As a kid taught to see in spiritual terms, not just flesh and bone, I thought the group’s music had an intrinsic resonance. You can’t listen to Bone and not hear the battle between God and the devil, good and evil, heaven and hell. The harmonious crew wrestled with the fate of their eternal souls, trying to reconcile the bad things they felt they had to do to survive:
What you gonna do when judgment comes for you?
If you don’t know how to tame the devil then the devil will beat you.
Every new day is a test for me, so I just pray the Lord for Him to bless me, please.
Bone connected the more literal warfare of street and gang life to spiritual warfare. Imagining your physical enemies as spiritual entities lends a sense of righteousness to the means, even if the ends aren’t always saintly.

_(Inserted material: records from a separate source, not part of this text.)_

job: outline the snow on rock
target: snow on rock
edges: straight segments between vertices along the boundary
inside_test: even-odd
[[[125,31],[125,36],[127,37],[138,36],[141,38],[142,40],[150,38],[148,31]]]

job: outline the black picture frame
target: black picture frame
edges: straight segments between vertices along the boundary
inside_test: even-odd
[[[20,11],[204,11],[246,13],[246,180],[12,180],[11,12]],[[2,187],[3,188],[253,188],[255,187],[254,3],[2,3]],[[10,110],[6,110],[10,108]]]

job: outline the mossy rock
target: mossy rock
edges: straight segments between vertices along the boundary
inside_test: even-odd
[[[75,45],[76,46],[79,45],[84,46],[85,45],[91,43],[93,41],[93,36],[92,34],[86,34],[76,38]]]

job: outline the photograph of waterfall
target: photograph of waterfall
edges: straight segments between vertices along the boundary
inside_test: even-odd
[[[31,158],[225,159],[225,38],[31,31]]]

Now that I’m older, I do think something is troubling and problematic about placing something like murder within spiritualism and, whether explicitly or implicitly, understanding yourself as the protagonist. In that way, violent sins and nihilistic instincts become spiritually justified — the gunfights against rival thugs or policemen become a fight against “the devil.” “Mo murda” becomes the thug’s way of saying “resist the devil and he’ll flee from you.” The tragedy is that in most cases, both killers and those killed in gang violence were folks that “been strugglin’, hustlin’, thuggin’ it forever.” They aren’t just spirits; they are flesh and bone.
But to be fair, my more critical insight was birthed in hindsight. That’s not a criticism I had at the height of my youthful fandom. Being from the Midwest, I had an exponentially greater attachment to them than N.W.A, Wu-Tang Clan, A Tribe Called Quest, or other seminal rap groups. Aside from local legends Do-or-Die, it really was just Bone for me. When I was growing up in Chicago in the ’90s, their music gave me the emotional language to understand what was happening around me.

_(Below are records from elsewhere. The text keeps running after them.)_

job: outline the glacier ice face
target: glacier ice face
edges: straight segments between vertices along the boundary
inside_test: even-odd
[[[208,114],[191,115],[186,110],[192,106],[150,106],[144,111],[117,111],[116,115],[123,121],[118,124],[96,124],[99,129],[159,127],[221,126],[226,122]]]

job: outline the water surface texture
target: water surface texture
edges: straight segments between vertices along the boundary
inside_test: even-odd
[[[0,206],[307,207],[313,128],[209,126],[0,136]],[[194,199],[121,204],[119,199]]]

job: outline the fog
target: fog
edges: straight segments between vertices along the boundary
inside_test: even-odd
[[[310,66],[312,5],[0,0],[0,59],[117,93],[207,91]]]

I’ve been a bystander in two other drive-bus since. I’ve seen someone try to kill my cousin’s friend, and a murdered man’s body laying on the ground in front of a corner store a block away from my first encounter with gun violence. High school classmates, basketball teammates, and some of my former students have been killed. One of my best friends got hit by a drunk off-duty officer; the officer tried to report his car stolen. I struggled with the same questions my favorite rap group did.
A fair reading of Bone’s lyrics would also account for how they used metaphors to wrestle with inner turmoil and troubling life experiences; wrestling with both individual and collective mortality. This trope is everywhere in Black art. Whether in the nightmare of slavery or life in violent communities, Black people have asked, “God, why?” in their songs, poetry, and prayers.

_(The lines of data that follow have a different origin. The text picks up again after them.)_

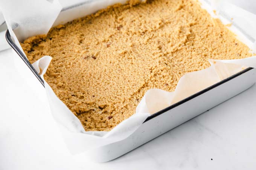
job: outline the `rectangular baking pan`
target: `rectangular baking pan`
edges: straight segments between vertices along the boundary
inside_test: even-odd
[[[76,6],[64,8],[62,12]],[[44,86],[43,80],[11,39],[8,30],[6,38],[12,49]],[[83,154],[97,162],[116,158],[243,92],[256,81],[256,69],[248,68],[152,114],[127,138]]]

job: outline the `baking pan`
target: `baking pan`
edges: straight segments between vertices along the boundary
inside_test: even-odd
[[[64,8],[65,13],[69,9],[73,9],[76,7],[73,6]],[[44,86],[43,80],[11,39],[8,30],[6,31],[5,36],[12,49]],[[87,155],[90,155],[90,158],[97,162],[112,160],[243,92],[252,86],[255,81],[256,69],[246,68],[152,114],[134,133],[126,139],[94,149],[83,154],[88,157]]]

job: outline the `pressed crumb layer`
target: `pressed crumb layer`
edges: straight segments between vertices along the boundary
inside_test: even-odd
[[[86,131],[109,131],[151,88],[175,90],[209,59],[251,56],[196,1],[117,5],[21,44],[30,63],[49,55],[44,77]]]

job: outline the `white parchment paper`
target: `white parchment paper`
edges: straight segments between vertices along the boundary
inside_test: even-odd
[[[52,26],[64,24],[118,2],[125,2],[124,0],[76,0],[69,7],[62,8],[56,0],[25,1],[0,1],[0,6],[5,9],[3,12],[12,38],[21,51],[19,42],[32,36],[46,34]],[[213,17],[219,18],[224,24],[232,23],[229,28],[252,52],[256,52],[256,15],[223,1],[200,1],[202,8]],[[213,9],[216,12],[213,12]],[[38,73],[41,69],[43,79],[51,59],[50,56],[45,56],[32,64]],[[158,89],[148,90],[138,105],[135,114],[109,132],[85,132],[79,120],[45,81],[46,92],[52,114],[59,125],[68,147],[71,153],[78,153],[123,140],[132,134],[151,114],[248,67],[256,68],[256,56],[239,60],[210,60],[209,62],[211,66],[209,68],[182,77],[174,92]]]

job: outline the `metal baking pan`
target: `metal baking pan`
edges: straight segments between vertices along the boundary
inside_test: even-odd
[[[64,8],[66,14],[69,9]],[[63,15],[62,16],[64,16]],[[60,15],[59,16],[61,16]],[[8,42],[44,86],[44,81],[26,56],[6,32]],[[97,162],[116,158],[248,89],[256,81],[256,69],[248,68],[149,116],[131,135],[88,152],[85,156]]]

Many Black folks see the survival of our people as the Lord’s grace on our lives, collectively and individually. I don’t think it’s far-fetched to suggest that if the man those guys killed had been on our side of the street back when I was a kid, one of us — or all of us — could have been killed. And it wouldn’t be a stretch to imagine that everyone in Bone believes they are blessed to have survived growing up in Ohio.
That’s why their music is “gospel gangsta rap,” fully aware of all the profound contradictions and paradoxes that it implies.